Voici le portrait que l'auteur nous fait des indigènes indiens: «J'ai cru reconnaître en tous un même fonds de caractère, l'insensibilité en fait la base; je laisse à décider si on la doit honorer du nom d'apathie, ou l'avilir par celui de stupidité. Elle naît sans doute du petit nombre de leurs idées, qui ne s'étend pas au-delà de leurs besoins. Gloutons jusqu'à la voracité, quand ils ont de quoi se satisfaire; sobres, quand la nécessité les y oblige, jusqu'à se passer de tout sans paraître rien désirer; pusillanimes et poltrons à l'excès, si l'ivresse ne les transporte pas; ennemis du travail, indifférents à tout motif de gloire, d'honneur ou de reconnaissance; uniquement occupés de l'objet présent et toujours déterminés par lui; sans inquiétude pour l'avenir; incapables de prévoyance et de réflexion, se livrant quand rien ne les gêne à une joie puérile qu'ils manifestent par des sauts et des éclats de rire immodérés, sans objet et sans dessein; ils passent leur vie sans penser et ils vieillissent sans sortir de l'enfance dont ils conservent tous les désirs.»
Ce portrait du sauvage, dessiné d'après nature, d'après l'original, ne ressemble guère à celui que Jean-Jacques traçait de fantaisie à la même époque, pour justifier ses folles théories. Le passage de La Condamine était fait pour l'embarrasser et le contrarier, surtout à cause de la conclusion qui contredit si formellement le système du philosophe de Genève: «L'homme naît bon, c'est la société qui le déprave.» Or La Condamine répond: «On ne peut voir sans humiliation combien l'homme abandonné à la simple nature, privé d'éducation et de société, diffère peu de la brute.»

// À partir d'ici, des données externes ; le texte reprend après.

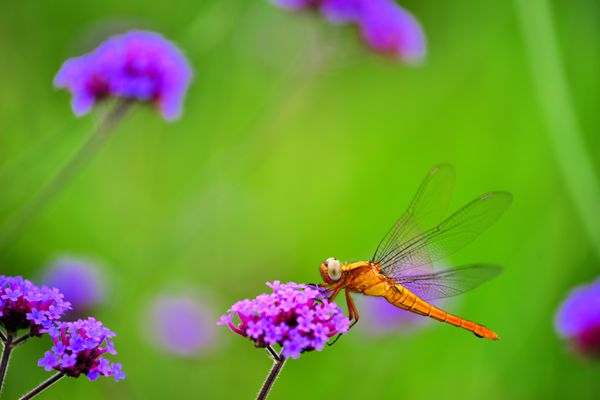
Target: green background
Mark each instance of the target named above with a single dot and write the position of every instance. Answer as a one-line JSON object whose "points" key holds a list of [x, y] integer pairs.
{"points": [[298, 144]]}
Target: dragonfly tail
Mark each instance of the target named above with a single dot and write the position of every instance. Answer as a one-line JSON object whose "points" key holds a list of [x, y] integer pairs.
{"points": [[405, 299]]}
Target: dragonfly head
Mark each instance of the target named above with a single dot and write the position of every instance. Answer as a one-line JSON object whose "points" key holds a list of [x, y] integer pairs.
{"points": [[331, 270]]}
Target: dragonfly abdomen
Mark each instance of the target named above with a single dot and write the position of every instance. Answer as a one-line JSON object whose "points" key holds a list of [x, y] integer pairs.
{"points": [[405, 299]]}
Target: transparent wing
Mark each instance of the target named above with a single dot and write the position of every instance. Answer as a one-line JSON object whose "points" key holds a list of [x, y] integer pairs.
{"points": [[454, 233], [426, 209], [450, 282]]}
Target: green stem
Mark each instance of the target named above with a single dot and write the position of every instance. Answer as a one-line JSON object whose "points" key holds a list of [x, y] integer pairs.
{"points": [[5, 357], [63, 176], [566, 136], [278, 363], [43, 386]]}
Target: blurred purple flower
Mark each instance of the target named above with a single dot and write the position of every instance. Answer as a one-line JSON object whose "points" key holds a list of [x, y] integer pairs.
{"points": [[578, 319], [390, 29], [137, 65], [78, 349], [79, 280], [182, 325], [385, 26], [24, 305], [297, 317]]}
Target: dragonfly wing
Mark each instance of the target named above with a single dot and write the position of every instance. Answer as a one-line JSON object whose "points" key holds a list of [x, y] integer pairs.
{"points": [[426, 209], [450, 282], [459, 229]]}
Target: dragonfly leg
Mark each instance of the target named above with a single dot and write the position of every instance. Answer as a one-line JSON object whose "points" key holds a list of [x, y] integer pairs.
{"points": [[352, 310], [352, 315], [335, 293]]}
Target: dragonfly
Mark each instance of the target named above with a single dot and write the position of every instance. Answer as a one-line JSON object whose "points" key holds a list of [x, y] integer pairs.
{"points": [[401, 269]]}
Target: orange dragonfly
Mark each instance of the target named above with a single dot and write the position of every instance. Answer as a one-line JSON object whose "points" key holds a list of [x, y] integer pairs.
{"points": [[401, 269]]}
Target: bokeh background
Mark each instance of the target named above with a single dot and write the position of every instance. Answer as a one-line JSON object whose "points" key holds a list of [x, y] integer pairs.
{"points": [[298, 144]]}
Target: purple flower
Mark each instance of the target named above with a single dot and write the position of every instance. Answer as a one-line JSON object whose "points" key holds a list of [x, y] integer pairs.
{"points": [[386, 27], [297, 317], [78, 349], [182, 325], [578, 319], [24, 305], [80, 282], [137, 65], [390, 29]]}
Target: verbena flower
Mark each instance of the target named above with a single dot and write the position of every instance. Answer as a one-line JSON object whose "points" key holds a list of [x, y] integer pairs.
{"points": [[24, 305], [78, 349], [297, 317], [80, 281], [578, 319], [182, 325], [385, 26], [390, 29], [137, 65]]}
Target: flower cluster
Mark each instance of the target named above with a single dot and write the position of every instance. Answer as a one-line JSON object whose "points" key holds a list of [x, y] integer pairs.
{"points": [[80, 281], [137, 65], [24, 305], [297, 317], [578, 319], [385, 26], [78, 349]]}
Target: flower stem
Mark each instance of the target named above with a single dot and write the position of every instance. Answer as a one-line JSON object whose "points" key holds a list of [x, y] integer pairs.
{"points": [[5, 357], [273, 374], [62, 177], [21, 339], [43, 386]]}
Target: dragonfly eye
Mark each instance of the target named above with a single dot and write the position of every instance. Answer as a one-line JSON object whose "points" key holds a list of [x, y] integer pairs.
{"points": [[334, 269]]}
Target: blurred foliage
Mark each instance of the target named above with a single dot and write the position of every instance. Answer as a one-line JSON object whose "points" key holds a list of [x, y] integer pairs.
{"points": [[296, 145]]}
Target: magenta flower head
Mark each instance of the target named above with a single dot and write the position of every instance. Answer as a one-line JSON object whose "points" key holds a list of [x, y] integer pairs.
{"points": [[24, 305], [578, 319], [297, 317], [390, 29], [182, 325], [137, 65], [78, 349], [80, 281], [386, 27]]}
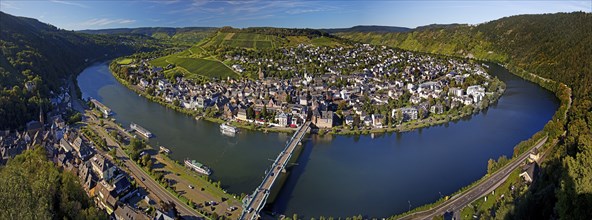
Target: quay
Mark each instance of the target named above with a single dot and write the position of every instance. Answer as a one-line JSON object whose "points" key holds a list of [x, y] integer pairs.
{"points": [[141, 130]]}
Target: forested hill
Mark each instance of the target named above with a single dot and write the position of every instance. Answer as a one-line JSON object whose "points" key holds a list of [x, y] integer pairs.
{"points": [[186, 35], [36, 52], [551, 45], [554, 46], [148, 31], [368, 28]]}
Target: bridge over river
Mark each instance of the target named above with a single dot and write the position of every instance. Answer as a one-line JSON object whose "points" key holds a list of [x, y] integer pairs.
{"points": [[257, 200]]}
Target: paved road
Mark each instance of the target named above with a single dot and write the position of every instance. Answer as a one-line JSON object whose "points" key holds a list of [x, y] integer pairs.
{"points": [[456, 203], [262, 192], [151, 185]]}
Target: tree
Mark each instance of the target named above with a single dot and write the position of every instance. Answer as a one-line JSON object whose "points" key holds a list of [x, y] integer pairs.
{"points": [[400, 117], [43, 192], [145, 159], [264, 113], [250, 113]]}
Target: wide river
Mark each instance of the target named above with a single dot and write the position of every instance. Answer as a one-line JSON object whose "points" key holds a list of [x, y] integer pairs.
{"points": [[343, 175]]}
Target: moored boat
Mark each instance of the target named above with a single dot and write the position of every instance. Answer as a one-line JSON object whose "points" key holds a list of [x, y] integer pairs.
{"points": [[198, 167], [225, 128]]}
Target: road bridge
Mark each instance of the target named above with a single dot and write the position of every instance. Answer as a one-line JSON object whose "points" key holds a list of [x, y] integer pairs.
{"points": [[256, 201]]}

De courageux missionnaires cependant s'étaient dévoués à la rude tâche d'évangéliser ces populations dégradées et de faire des hommes de ces brutes. Notre voyageur dut aux bons pères de grands secours et se plaît à le reconnaître. «J'étais attendu à Borja par le R. P. Magnin, missionnaire jésuite, en qui je trouvai toutes les attentions et prévenances que j'aurais pu espérer d'un compatriote et d'un ami.»
«Le missionnaire (portugais) de Saint-Paul, dit-il ailleurs, prévenu de notre arrivée, nous tenait prêt un grand canot équipé de quatorze rameurs avec un patron. Il nous donna de plus un guide portugais et nous reçûmes de lui et des autres religieux de son ordre, chez qui nous avons déjeuné, un traitement qui nous fit oublier que nous étions au centre de l'Amérique de 500 lieues de terre habitées par des européens59.»
Pendant que La Condamine, ne pensant qu'à la science, explorait les Cordilières du Pérou, les habitants du pays le croyaient occupé sur ces montagnes à découvrir de l'or. Or, «au moment où il se préparait à revoir sa patrie et à lui porter les vérités qu'il avait conquises, on lui enlève une cassette qui renfermait ses journaux et l'argent destiné pour son voyage. Il fait publier sur-le-champ qu'il consent à perdre la somme entière, pourvu qu'on lui rende ses papiers. La condition fut acceptée, et, malgré la perte d'une somme considérable, il crut en effet avoir retrouvé son trésor60.»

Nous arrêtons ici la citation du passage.